Apart from the broad patterns shaped mainly by the precipitation gradient, local differences have been shown between topographical features such as rivers, lowlands and hills. Very interesting is the preference of hills and sandstone mountains amongst the latex-containing woody plants. In our study with a species set limited to the most frequent ones, this included species of Ficus L. and Apocynaceae, but it also holds true for the larger species of Euphorbia L. occurring in the study area.
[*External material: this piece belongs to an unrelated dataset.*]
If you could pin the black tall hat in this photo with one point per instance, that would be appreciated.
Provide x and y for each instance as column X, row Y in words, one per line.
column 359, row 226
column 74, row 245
In the rainforests south of our study area, Maharjan & al. (2011) investigated trait-environment relations of rainforest trees, with strong relations to rainfall, which has been the most important factor in our study as well. Unfortunately there is little overlap between the selected traits of both studies, but their findings of a weak correlation of rainfall parameters with fruit length is in line with Fig. 3D.
Acknowledgements
Data assessment and compilation in databases has taken place in the frame of the BIOTA project (01 LC 0617 D1) funded by the German Ministry of Education and Research and the SUN project (INCO-031685) funded through the 6th framework programme of the European Commission. Analyses and preparation of the manuscript have taken place in the frame of the UNDESERT project (243906) funded by the 7th framework programme of the European commission and supported by travel funds of the University of Ouagadougou. We thank Dr. Annick Koulibaly and Dr. Dethardt Goetze for contributing data from Ivory Coast and Dr. Fidèle Bognounou and Issaka Ouédraogo for contributing data from Burkina Faso.